Nous sommes témoin d’une destruction dramatique de la biodiversité. L’homme est à l’origine d’une destruction d'une ampleur inédite.
L'homme travaille-t-il à sa propre extinction ? Si oui, quels sont les principaux actes humains qui mettent en danger l'espèce humaine ?
De fait, nous participons à notre possible extinction. L'équation est très simple : nous sommes dépendants de notre environnement. Donc détruire notre écosystème, c'est saccager la chaine naturelle qui soutient notre propre survie.
Sommes-nous plus proches de notre propre extinction que nous le pensons ? L'homme a-t-il tendance à nier la réalité, à sous-estimer le risque de l'extinction humaine ? Si oui pourquoi ?
Il faut bien sûr toujours rester prudents avec les prédictions, mais les scientifiques ne cessent de nous dire que nous fonçons dans le mur : si nous ne changeons pas nos manières d’être au monde, nous pourrions disparaître de la surface de la planète plus rapidement que nous le pensons.
Pourtant, comme le montre très bien Clive Hamilton dans son livre Requiem pour l’espèce humaine, nous avons tendance à nier cette réalité. Cela pour plusieurs raison :
Déjà, parce que la notion "d'extinction d'espèces" est assez récente. Ce n'est qu'en 1796 que l’anatomiste Georges Cuvier conçoit qu’il a pu exister par le passé des animaux qui n’existent plus. Nous avons encore l’idée d’une nature qui arrive à se régénérer… Ce pourrait ne plus être le cas !
Ensuite, les citadins ne sont pas au contact direct de la nature, donc ne voient pas les extinctions de manière concrète. Ceux qui ont ne serait-ce qu'un jardin se rendent déjà compte que certaines grenouilles, insectes ou oiseaux disparaissent rapidement.
A cela s'ajoute que l'extinction de l'espèce humaine est une idée tellement angoissante que nous n’avons pas envie d'y faire face.
Surtout, tout ceci pose une question de fond. Notre culture occidentale, s’est construite sur une vision matérialiste de notre réalité – héritière de Descartes. Nous réduisons la vie à ses composants chimiques alors que c’est un phénomène mystérieux. En 2016, aucun scientifique n’est encore réellement capable d’expliquer ce qu’est la vie ! Notre paradigme réducteur doit évoluer, cela prend du temps.
Est-il déjà trop tard ou nous restent-ils des marges de manœuvre pour sauver l'espèce humaine ?
Il n’est jamais trop tard et être alarmiste est contre-productif. La réalité est qu’un changement est déjà en cours.

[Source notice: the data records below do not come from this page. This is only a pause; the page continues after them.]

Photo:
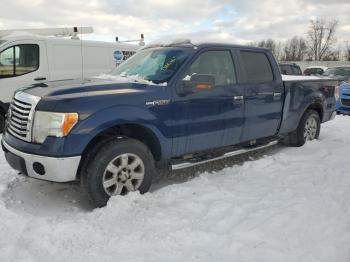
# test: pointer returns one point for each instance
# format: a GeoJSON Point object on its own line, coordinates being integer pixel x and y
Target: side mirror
{"type": "Point", "coordinates": [197, 83]}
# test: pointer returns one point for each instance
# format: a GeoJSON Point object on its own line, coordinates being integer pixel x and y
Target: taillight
{"type": "Point", "coordinates": [336, 92]}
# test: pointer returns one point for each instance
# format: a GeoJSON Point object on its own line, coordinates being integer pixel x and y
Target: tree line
{"type": "Point", "coordinates": [320, 44]}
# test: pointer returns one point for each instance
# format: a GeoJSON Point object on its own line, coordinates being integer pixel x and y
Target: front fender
{"type": "Point", "coordinates": [100, 121]}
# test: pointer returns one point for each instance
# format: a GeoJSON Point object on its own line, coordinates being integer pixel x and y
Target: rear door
{"type": "Point", "coordinates": [205, 120]}
{"type": "Point", "coordinates": [262, 95]}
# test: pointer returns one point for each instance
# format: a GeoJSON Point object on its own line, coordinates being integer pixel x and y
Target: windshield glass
{"type": "Point", "coordinates": [339, 71]}
{"type": "Point", "coordinates": [156, 64]}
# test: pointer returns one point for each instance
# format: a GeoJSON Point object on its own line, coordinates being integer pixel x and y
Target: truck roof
{"type": "Point", "coordinates": [198, 43]}
{"type": "Point", "coordinates": [26, 36]}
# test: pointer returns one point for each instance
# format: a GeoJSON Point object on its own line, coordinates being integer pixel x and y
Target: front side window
{"type": "Point", "coordinates": [7, 62]}
{"type": "Point", "coordinates": [218, 64]}
{"type": "Point", "coordinates": [19, 60]}
{"type": "Point", "coordinates": [257, 67]}
{"type": "Point", "coordinates": [297, 70]}
{"type": "Point", "coordinates": [156, 64]}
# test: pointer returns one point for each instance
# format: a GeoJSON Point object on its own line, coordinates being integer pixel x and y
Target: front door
{"type": "Point", "coordinates": [21, 65]}
{"type": "Point", "coordinates": [262, 96]}
{"type": "Point", "coordinates": [205, 119]}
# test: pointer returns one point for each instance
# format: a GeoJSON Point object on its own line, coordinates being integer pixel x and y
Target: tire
{"type": "Point", "coordinates": [308, 129]}
{"type": "Point", "coordinates": [109, 172]}
{"type": "Point", "coordinates": [2, 123]}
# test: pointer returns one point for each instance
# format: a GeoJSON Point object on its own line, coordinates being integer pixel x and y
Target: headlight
{"type": "Point", "coordinates": [52, 124]}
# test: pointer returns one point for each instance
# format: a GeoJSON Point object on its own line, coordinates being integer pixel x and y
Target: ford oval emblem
{"type": "Point", "coordinates": [118, 56]}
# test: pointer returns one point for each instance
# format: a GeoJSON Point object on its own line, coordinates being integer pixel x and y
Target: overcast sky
{"type": "Point", "coordinates": [240, 21]}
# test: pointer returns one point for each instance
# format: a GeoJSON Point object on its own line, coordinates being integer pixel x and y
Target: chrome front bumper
{"type": "Point", "coordinates": [42, 167]}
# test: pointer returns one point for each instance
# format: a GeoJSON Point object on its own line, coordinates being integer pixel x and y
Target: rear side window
{"type": "Point", "coordinates": [257, 67]}
{"type": "Point", "coordinates": [297, 70]}
{"type": "Point", "coordinates": [215, 63]}
{"type": "Point", "coordinates": [19, 60]}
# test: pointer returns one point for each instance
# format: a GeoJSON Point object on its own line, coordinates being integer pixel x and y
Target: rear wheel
{"type": "Point", "coordinates": [308, 129]}
{"type": "Point", "coordinates": [116, 168]}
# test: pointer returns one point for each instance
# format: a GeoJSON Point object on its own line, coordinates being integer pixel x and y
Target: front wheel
{"type": "Point", "coordinates": [308, 129]}
{"type": "Point", "coordinates": [2, 123]}
{"type": "Point", "coordinates": [117, 168]}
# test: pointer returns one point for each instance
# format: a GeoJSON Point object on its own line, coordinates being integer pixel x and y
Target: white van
{"type": "Point", "coordinates": [31, 56]}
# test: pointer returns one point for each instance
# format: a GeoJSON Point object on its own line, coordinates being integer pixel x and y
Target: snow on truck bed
{"type": "Point", "coordinates": [300, 78]}
{"type": "Point", "coordinates": [289, 204]}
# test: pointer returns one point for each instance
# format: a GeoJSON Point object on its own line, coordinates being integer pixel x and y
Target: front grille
{"type": "Point", "coordinates": [345, 102]}
{"type": "Point", "coordinates": [20, 115]}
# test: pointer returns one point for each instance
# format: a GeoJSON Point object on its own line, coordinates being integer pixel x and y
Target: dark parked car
{"type": "Point", "coordinates": [315, 70]}
{"type": "Point", "coordinates": [341, 73]}
{"type": "Point", "coordinates": [174, 105]}
{"type": "Point", "coordinates": [290, 69]}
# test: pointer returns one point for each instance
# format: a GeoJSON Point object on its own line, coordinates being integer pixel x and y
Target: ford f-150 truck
{"type": "Point", "coordinates": [176, 104]}
{"type": "Point", "coordinates": [343, 99]}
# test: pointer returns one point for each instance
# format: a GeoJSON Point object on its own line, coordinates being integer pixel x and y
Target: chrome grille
{"type": "Point", "coordinates": [20, 115]}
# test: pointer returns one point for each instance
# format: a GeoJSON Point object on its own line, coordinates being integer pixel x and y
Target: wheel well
{"type": "Point", "coordinates": [318, 108]}
{"type": "Point", "coordinates": [138, 132]}
{"type": "Point", "coordinates": [2, 110]}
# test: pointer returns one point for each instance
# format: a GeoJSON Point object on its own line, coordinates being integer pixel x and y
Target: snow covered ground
{"type": "Point", "coordinates": [285, 204]}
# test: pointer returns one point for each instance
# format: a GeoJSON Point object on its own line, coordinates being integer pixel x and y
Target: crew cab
{"type": "Point", "coordinates": [170, 105]}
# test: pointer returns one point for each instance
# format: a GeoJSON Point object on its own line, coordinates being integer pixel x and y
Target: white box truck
{"type": "Point", "coordinates": [40, 55]}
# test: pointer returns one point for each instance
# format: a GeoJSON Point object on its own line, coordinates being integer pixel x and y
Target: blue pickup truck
{"type": "Point", "coordinates": [343, 98]}
{"type": "Point", "coordinates": [170, 105]}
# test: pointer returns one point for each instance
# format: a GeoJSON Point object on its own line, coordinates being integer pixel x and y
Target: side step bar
{"type": "Point", "coordinates": [228, 154]}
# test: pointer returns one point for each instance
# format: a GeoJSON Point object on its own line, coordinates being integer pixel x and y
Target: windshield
{"type": "Point", "coordinates": [338, 71]}
{"type": "Point", "coordinates": [156, 64]}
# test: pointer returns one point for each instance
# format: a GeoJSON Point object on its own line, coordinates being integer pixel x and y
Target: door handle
{"type": "Point", "coordinates": [39, 78]}
{"type": "Point", "coordinates": [238, 99]}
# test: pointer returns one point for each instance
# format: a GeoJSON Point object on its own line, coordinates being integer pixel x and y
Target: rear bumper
{"type": "Point", "coordinates": [42, 167]}
{"type": "Point", "coordinates": [342, 108]}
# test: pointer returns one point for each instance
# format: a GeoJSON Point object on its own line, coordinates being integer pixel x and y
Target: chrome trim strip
{"type": "Point", "coordinates": [229, 154]}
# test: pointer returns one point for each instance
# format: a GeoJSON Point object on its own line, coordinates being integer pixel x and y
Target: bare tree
{"type": "Point", "coordinates": [347, 51]}
{"type": "Point", "coordinates": [272, 45]}
{"type": "Point", "coordinates": [321, 36]}
{"type": "Point", "coordinates": [295, 49]}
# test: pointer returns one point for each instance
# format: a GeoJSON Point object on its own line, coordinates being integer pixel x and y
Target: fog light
{"type": "Point", "coordinates": [39, 168]}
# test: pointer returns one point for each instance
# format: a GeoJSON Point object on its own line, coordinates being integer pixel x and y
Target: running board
{"type": "Point", "coordinates": [229, 154]}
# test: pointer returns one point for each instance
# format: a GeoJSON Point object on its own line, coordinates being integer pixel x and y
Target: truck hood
{"type": "Point", "coordinates": [77, 88]}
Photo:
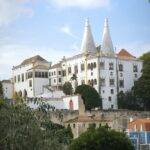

Le film documentaire Demain de Cyrill Dion et Mélanie Laurent, le montre bien : de nombreuses villes, entreprises, écoles optent pour le changement. La ville de San Francisco recycle par exemple 80% de ses déchets. En France, on n’a jamais autant mangé bio qu’en 2015. Les choses bougent, les gens se sentent concernés. Espérons que la contagion se propage.
L’idée principale est qu’il faut favoriser une vision systémique de notre monde, c'est-à-dire comprendre que l'homme n'est qu'une pièce dans un système global, pas son leader, et qu’il doit laisser de la place au reste de la biosphère.